Grazie ad un contest internazionale della NASA, denominato “Cubi nello spazio”, oggi sappiamo che è possibile costruire satelliti fatti in casa di piccolissime dimensioni. In India, un adolescente di nome Rifath Shaarook ha costruito con il suo team di otto compagni quello che oggi è considerato il più piccolo satellite al mondo.

Si tratta del primo stampato in 3D e del peso di 64 grammi, chiamato KalamSat. Praticamente pesa poco più di una palla da tennis e lo si tiene comodamente nel palmo di una mano.

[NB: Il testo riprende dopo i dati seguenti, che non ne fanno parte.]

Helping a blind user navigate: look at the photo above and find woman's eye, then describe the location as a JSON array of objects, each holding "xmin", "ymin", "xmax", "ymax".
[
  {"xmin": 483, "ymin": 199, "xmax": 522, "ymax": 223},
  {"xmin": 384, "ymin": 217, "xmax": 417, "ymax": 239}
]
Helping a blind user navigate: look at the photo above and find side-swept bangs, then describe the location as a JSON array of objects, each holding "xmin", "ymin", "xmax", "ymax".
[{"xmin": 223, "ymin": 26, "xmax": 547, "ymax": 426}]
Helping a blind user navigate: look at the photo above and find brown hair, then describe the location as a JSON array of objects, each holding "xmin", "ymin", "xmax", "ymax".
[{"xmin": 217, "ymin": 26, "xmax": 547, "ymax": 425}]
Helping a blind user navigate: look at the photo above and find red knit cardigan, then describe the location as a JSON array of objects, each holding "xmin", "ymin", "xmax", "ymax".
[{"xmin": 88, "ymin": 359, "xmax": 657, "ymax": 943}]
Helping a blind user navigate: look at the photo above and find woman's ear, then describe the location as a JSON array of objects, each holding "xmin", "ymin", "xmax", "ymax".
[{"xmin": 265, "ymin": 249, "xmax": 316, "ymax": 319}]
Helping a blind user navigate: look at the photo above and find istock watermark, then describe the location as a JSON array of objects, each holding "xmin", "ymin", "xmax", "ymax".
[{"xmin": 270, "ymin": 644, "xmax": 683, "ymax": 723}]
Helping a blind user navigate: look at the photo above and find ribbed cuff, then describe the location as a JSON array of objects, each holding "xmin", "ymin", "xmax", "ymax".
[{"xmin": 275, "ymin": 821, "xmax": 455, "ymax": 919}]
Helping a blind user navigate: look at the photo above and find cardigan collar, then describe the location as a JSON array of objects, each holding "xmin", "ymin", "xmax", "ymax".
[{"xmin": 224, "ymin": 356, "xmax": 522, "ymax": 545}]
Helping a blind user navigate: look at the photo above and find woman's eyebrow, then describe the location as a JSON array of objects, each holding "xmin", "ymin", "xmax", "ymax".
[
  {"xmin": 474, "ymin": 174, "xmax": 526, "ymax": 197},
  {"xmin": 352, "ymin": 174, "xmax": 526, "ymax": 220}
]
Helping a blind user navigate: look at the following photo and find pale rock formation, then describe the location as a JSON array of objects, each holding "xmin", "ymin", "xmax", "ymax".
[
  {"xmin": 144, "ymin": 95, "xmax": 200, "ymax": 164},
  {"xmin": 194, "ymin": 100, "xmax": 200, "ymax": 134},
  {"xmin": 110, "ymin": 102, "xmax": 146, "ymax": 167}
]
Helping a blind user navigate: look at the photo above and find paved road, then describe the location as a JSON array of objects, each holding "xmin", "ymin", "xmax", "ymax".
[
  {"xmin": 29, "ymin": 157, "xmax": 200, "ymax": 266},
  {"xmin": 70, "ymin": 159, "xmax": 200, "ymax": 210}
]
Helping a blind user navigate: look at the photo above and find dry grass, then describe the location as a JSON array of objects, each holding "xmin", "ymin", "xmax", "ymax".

L’adolescente originario del distretto di Karur, aiutato dalla Space Kidz India, ha partecipato con il suo ‘cubo’ in fibra di carbonio rinforzata alla competizione della Nasa, riservata a ragazzi tra gli 11 ed i 18 anni, che prevedeva la realizzazione di un piccolo dispositivo satellitare all’interno di un cubo di 10 cm2, un CubSat.

Alla fine della manifestazione, gli ingegneri dell’Agenzia spaziale americana hanno preso i migliori 80 nano satelliti e li hanno inviati nello spazio a bordo di un razzo, che è stato lanciato lo scorso 22 giugno.

Il progetto KalamSat prevedeva sensori barometrici e un contatore Nano Geiger-Muller per misurare le radiazioni nello spazio: “E’ stato progettato in casa da zero – ha spiegato il giovane ingegnere indiano – con a bordo un computer e otto sensori per la misurazione dell’accelerazione, della rotazione e della magnetosfera terrestre”.

I CubSat, finora utilizzati per sviluppare programmi di ricerca e didattici, avranno una crescente importanza nell’esplorazione dello spazio, ha dichiarato David Pierce, responsabile del programma della ricerca suborbitale della NASA. In questo caso, il primo risultato è stato quello di aver avvicinato dei ragazzini alla scienza e l’ingegneria spaziale, facendoli sognare ad cocchi aperti e chissà che uno di loro, un giorno, non dia il proprio nome a qualche nuovo pianeta.